Later the same evening the woman contacted the hospital again, but a CTG and vaginal ultrasound did not show anything out of the ordinary, so she was sent home once again.

"We get home at 1.30am and I'm in so much pain now that my legs hurt," the woman writes in her report.

Her husband called the hospital again, explaining that his wife was in so much pain that she was unable to speak, but was told that she should take an Alvedon – a Swedish brand of paracetamol-based painkillers.

The woman explains in the report filed to the Health and Social Care Inspectorate that she then threw up and ran to the toilet where she had three contractions, pushed and gave birth to a son in the toilet chair.

"After 28 minutes the ambulances come and we go back to Ystad," she writes.

The baby and first-time mother are both in good health today, reports Expressen, but she has urged the health watchdog to take a closer look at the incident.

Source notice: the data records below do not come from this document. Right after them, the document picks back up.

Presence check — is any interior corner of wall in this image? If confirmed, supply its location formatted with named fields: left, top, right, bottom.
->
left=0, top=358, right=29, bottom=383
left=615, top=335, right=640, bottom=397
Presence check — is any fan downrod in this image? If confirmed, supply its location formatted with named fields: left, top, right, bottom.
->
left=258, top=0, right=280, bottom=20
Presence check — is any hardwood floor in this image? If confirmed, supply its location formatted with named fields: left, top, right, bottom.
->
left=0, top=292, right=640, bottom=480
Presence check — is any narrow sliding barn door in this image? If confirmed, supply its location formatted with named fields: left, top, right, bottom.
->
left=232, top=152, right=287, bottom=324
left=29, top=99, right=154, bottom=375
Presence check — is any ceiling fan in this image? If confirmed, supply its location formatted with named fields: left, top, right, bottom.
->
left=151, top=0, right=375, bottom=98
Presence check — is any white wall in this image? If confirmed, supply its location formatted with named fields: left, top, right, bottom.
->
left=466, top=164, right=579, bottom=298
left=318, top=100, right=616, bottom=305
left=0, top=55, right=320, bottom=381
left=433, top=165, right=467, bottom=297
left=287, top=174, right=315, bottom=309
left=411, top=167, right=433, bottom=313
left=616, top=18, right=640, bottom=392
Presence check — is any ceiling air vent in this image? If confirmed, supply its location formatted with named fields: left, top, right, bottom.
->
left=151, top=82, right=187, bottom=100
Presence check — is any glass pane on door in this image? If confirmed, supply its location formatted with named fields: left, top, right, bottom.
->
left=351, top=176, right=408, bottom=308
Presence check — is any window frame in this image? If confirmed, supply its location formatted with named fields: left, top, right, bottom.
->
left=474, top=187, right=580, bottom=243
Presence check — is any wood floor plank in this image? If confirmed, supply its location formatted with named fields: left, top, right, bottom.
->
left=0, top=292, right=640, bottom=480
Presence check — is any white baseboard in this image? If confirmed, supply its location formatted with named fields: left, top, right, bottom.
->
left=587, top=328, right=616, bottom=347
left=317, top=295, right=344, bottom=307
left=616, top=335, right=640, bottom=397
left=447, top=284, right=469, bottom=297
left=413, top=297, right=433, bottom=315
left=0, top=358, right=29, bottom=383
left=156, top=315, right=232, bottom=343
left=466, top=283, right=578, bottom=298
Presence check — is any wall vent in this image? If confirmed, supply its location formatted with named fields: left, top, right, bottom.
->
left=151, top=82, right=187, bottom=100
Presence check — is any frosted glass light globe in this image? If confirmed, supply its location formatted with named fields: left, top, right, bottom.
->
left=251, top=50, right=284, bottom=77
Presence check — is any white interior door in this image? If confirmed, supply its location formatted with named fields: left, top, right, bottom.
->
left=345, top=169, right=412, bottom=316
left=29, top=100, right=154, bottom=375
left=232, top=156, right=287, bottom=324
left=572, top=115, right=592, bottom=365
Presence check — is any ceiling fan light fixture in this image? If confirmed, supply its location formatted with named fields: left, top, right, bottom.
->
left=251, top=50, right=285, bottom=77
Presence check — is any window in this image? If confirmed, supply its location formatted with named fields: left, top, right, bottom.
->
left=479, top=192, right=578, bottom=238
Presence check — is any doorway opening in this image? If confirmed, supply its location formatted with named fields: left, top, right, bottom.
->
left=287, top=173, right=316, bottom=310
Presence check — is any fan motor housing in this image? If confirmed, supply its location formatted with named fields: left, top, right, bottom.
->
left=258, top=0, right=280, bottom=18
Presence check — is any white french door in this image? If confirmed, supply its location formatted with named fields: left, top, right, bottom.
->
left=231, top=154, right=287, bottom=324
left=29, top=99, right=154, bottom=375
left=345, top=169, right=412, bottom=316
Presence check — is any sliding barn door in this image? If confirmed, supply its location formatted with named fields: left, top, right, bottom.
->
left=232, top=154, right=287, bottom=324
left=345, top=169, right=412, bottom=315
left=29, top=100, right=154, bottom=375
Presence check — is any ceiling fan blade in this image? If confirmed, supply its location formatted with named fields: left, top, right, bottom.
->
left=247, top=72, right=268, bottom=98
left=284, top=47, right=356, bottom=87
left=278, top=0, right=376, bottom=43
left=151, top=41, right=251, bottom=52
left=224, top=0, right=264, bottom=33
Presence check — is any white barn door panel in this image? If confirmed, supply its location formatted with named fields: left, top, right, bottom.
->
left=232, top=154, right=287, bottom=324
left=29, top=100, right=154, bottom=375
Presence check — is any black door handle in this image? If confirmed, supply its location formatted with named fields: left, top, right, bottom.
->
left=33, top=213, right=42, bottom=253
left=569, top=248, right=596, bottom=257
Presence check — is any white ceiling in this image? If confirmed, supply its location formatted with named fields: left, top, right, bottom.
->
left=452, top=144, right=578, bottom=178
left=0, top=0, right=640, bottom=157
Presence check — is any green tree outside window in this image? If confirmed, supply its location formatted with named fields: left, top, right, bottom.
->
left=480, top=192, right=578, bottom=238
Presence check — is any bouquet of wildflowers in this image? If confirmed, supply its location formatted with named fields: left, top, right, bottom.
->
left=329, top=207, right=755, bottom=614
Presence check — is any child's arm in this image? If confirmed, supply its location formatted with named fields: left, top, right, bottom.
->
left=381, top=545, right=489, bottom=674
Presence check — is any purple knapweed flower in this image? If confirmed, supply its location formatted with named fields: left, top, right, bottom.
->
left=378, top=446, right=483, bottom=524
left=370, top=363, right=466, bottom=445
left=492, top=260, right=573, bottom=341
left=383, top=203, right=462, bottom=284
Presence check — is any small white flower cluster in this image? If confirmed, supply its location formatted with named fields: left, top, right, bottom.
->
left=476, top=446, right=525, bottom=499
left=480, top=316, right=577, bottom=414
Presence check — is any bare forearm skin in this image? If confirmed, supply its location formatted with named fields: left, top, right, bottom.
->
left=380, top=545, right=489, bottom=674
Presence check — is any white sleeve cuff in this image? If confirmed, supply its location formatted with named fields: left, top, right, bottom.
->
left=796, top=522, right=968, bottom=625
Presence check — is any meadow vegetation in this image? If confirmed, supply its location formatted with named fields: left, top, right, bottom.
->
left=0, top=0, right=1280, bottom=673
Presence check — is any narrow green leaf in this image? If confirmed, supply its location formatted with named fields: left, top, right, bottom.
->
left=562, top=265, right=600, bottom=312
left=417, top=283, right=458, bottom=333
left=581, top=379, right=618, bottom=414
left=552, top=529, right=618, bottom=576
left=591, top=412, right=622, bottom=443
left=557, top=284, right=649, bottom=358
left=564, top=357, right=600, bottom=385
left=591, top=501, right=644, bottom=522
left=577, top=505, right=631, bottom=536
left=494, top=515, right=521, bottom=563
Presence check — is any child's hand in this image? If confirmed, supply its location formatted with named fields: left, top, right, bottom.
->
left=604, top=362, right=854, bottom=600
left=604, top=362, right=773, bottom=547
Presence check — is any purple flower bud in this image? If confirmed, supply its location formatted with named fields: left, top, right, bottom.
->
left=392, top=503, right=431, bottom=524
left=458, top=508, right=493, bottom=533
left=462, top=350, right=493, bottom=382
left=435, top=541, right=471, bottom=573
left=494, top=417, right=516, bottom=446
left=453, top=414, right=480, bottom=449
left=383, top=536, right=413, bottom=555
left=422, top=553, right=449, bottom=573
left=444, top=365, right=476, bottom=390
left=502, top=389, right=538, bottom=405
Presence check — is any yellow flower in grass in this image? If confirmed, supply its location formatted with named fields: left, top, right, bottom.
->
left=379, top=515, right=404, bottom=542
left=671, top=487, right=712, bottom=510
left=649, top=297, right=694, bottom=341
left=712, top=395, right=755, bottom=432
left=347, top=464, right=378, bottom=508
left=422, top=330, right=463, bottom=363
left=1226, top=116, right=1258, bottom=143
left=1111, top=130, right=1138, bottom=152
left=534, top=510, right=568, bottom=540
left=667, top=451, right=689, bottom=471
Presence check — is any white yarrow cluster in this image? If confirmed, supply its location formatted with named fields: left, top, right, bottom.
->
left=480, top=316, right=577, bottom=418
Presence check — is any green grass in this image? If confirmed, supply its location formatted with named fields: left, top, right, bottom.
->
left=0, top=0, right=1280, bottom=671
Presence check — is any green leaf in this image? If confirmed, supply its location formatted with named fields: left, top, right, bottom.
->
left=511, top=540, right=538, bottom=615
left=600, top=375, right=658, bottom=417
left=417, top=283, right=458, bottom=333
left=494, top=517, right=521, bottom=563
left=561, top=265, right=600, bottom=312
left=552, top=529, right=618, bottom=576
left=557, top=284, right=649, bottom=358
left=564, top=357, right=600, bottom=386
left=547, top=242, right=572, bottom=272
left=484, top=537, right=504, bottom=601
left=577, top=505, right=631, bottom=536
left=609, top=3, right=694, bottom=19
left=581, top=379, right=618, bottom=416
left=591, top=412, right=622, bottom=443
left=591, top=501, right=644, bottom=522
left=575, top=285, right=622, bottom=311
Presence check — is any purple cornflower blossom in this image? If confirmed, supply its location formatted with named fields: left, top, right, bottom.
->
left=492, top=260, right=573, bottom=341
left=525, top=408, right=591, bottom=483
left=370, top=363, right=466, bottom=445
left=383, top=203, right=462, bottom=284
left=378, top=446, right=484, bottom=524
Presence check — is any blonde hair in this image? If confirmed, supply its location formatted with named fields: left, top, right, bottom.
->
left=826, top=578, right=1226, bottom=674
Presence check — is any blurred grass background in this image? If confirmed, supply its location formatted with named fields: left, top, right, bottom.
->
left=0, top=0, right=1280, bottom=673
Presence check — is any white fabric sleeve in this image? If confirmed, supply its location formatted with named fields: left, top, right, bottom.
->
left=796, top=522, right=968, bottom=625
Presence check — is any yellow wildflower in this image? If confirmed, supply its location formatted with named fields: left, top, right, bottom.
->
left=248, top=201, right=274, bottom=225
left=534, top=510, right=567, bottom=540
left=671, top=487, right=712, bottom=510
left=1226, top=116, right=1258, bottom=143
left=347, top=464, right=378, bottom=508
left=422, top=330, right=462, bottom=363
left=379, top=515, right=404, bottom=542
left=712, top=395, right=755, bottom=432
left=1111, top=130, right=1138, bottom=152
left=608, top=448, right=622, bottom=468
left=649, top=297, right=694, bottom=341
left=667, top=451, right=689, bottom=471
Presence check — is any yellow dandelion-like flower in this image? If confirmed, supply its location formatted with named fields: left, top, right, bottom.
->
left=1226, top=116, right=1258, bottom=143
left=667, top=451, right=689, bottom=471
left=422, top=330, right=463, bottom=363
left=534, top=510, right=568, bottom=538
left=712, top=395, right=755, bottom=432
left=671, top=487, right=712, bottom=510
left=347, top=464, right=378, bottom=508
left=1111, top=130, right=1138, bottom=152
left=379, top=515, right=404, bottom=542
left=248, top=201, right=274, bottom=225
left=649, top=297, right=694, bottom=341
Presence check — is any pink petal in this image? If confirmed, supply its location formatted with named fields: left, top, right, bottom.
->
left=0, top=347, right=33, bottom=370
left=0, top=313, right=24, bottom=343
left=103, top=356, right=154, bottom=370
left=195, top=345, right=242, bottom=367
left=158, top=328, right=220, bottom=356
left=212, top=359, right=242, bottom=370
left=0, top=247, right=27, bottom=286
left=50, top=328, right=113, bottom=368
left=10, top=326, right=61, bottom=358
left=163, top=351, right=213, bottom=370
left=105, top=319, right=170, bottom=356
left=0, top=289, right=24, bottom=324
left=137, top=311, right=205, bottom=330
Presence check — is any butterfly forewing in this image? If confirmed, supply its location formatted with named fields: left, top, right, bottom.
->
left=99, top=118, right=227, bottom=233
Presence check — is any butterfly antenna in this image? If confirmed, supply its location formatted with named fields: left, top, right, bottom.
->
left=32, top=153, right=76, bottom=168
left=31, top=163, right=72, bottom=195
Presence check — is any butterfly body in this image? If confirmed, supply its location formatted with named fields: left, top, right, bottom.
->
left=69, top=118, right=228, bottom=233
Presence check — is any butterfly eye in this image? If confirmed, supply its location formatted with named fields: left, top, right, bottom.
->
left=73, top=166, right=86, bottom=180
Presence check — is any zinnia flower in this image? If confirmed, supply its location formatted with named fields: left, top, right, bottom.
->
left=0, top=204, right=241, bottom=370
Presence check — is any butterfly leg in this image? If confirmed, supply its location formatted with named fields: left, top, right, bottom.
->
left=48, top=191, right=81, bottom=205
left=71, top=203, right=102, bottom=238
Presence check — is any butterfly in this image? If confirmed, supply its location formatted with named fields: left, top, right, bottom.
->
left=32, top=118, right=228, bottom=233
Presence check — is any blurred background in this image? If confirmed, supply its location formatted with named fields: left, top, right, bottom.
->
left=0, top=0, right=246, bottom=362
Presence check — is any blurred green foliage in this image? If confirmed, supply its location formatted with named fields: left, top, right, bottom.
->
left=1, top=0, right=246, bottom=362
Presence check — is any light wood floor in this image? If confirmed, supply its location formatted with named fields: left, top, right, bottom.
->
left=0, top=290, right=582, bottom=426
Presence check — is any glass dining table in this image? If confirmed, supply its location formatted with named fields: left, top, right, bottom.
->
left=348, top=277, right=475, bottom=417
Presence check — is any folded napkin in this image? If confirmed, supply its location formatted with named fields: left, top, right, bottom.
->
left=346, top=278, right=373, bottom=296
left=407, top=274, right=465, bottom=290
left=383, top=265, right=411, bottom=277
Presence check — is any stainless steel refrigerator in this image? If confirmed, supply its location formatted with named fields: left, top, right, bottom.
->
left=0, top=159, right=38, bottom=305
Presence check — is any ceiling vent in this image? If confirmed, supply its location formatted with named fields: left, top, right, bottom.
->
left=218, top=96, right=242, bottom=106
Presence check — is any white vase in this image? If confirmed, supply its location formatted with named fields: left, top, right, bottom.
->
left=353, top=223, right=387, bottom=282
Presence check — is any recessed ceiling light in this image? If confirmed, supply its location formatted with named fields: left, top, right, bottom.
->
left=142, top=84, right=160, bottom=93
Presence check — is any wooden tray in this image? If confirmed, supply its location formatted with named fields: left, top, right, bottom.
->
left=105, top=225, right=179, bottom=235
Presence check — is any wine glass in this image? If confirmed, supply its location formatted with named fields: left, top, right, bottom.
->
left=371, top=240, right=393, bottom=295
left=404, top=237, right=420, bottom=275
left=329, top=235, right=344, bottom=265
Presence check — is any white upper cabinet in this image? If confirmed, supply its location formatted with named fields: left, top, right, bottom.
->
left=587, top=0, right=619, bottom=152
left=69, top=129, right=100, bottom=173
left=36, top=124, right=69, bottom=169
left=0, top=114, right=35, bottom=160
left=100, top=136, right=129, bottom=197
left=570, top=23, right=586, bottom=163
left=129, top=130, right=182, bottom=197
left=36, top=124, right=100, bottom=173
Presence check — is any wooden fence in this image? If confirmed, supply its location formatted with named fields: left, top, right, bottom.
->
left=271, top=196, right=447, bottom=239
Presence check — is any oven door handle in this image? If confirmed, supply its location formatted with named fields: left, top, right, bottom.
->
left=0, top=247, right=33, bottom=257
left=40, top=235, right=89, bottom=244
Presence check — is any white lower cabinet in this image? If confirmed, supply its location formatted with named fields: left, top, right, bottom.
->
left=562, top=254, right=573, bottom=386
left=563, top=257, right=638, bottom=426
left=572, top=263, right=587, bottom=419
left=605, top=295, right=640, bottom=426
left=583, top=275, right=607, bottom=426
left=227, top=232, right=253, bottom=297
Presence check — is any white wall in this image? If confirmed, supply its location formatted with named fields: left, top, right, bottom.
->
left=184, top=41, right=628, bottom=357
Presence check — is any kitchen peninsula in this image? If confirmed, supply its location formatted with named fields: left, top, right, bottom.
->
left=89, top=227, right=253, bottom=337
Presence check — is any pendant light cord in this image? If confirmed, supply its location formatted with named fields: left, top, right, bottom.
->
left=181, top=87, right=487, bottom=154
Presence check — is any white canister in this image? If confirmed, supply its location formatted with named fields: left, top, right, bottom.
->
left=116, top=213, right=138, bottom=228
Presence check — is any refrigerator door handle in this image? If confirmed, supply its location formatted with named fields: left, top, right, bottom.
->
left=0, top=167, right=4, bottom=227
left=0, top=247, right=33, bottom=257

"I just want them to investigate and possibly learn something from this incident so that you can avoid that someone had to give birth nine weeks prematurely alone on the toilet and wait 28 minutes for an ambulance. I dare not think of what could have happened if something had gone wrong at birth," she writes.

Swedish natal care has recently been in focus following reports of lack of beds at hospitals. Earlier this year a baby died after a heavily pregnant woman was turned away from an overcrowded hospital in southern Sweden, despite showing signs of pre-eclampsia.